Rankings are sexy; Data are ugly.

Over the weekend, SMU hosted the Education Writer’s Association meeting of higher education reporters. The conference covered many issues from the use of big data, college athletics, and sexual assault. One of the most fascinating panels considered the role of rankings and ratings. With the Obama administration’s emphasis on creating a college rating system, this is one of the hottest issues in higher education particularly at the federal level. Colleges and universities along with their lobbying interests have pushed back against the system. Political leaders demand accountability for the large sums that governments spend on higher education. It seems everyone has a higher education ranking system these days. U.S. News isn’t the only game in town. Washington Monthly, Money, and Forbes all have higher education rankings. Rankings are sexy. They sell magazines and students make critical decisions about where to go to school. The problem with college rankings is that the data used to build these rankings are fundamentally flawed.

Photo credit: Sheila Sund
Everyone agrees that there is a wide diversity in the 6,000 colleges and universities we have in the United States. As I’ve written before, this is one of the greatest strengths of American higher education. The problem is how you create a set of variables that can be used to measure all colleges. And even if you could identify these variables, do we have valid, preferably audited, data to populate the data set to develop the ratings system. There are four problems that plague efforts to create a ratings system for higher education.

No serious learning data.

We simply have no sound measurement on what students learn in college. Obviously, this is what we want to know. What are students learning in college? There is the Collegiate Learning Assessment that attempts to get at this issue, but it has problems. If students are going to college to learn something, how do we create a ranking system when we have no way to measure learning?

No serious instructional data.

Not only can we not adequately measure learning, but we also can’t measure the quality of instruction nationally. One of the best measures we have for faculty is Ratemyprofessor.com. Before you laugh at the idea of using a website that includes chili peppers of a professor’s hotness, Money used the site for a measure of faculty quality in their rankings. For years, we have struggled with how to consider quality of teaching as part of a tenure portfolio. We have no serious way to consider teaching broadly across faculty and institutions.

Serious flaws with the federal data.

What data we have available are often available through national data sets that are mostly compiled by the federal government. However, the quality and usefulness of this data is a challenge. Changing definitions and the types of data collected longitudinally present difficulties in exploring variables over time. In addition, many institutions argue that the federal data misrepresent the work that they do. For example, community colleges argue that federal data dramatically underestimate their true graduation rates by failing to consider transfers and other ways that their students are different.

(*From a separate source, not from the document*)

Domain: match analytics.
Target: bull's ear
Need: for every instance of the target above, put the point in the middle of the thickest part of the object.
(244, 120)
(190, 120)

We have to rely too much on proxies.

In the end, the biggest problem is that we must rely too much on proxies in researching higher education. We do not have enough sources of data on key aspects of what we do in higher education so we are forced to come up with proxy measures and variables. By their nature, these measures are imprecise and can’t entirely capture what is happening in higher education. Proxies may be better than nothing, but they are far from able to explain teaching, learning, and institutional activities.

In many ways, the entire edifice of rankings are a proxy. A proxy for an industry that offers incomplete data. Some of this is the fault of colleges and universities that don’t want to be measured. Part of this is the problem with media and political leaders fixated on winners and losers.

Federal policy makers, the higher education lobby, and colleges themselves fight over President Obama’s desire to have a higher education rating system for institutions. Yet, most significant is that much of the variation that occurs isn’t between institutions, but between students. Why does one student succeed while another fails? These individual characteristics and circumstances are the holy grail in improving the data available for higher education. Ironically, while this data is best collected through qualitative means, we continue having fights over how to quantify the work of institutions.

We have to find a way to say one college is better than another. This is sexy. It sells.

Unfortunately, the ugly of the underlying data challenges too often never get fixed.